Re: Polynomial sub problem

No, I don't think that works. We know that

$\displaystyle f(y) = f(x^2) = (x^2)^3 + a(x^2)^2 + bx^2 + c$

Letting $\displaystyle x = \sqrt{Q}$ and $\displaystyle y = Q$ yields a root that we already know...

Re: Polynomial sub problem

oh, i mean by sub. y=x^{2}, then x^{3}+ax^{2}+bx+c = 0 becomes

x(x^{2}+b) = -(a^{2}+c)

x(y+b)=-(ay+c)

x^{2}(y+b)^{2}=(ay+c)^{2}

y(y^{2}+2by+b^{2}) = (a^{2}y^{2}+2acy+c^{2})

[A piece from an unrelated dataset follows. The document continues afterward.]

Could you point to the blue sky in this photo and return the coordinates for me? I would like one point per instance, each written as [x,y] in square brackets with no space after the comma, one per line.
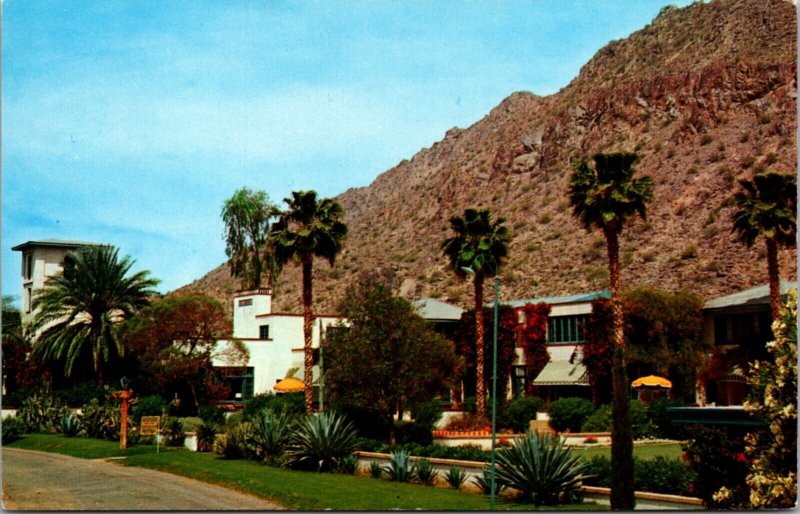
[130,122]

y^{3}+2by^{2}+b^{2}y = a^{2}y^{2} + 2acy + c^{2}

y^{3}+y^{2}(2b-a^{2})+y(b^{2}-2ac)-c^{2} =0

then eqaution y^{3}+y^{2}(2b-a^{2})+y(b^{2}-2ac)-c^{2} =0, has required root, sorry for the misleading of using same function notication

Re: Polynomial sub problem

You're way overthinking this. Also, your first step:

$\displaystyle x(x^2 + b) = -(a^2 + c)$

It should be

$\displaystyle x(x^2 + b) = -(ax^2 + c)$

Re: Polynomial sub problem

oh ya, sorry for my careless mistake... but why it works actually ><?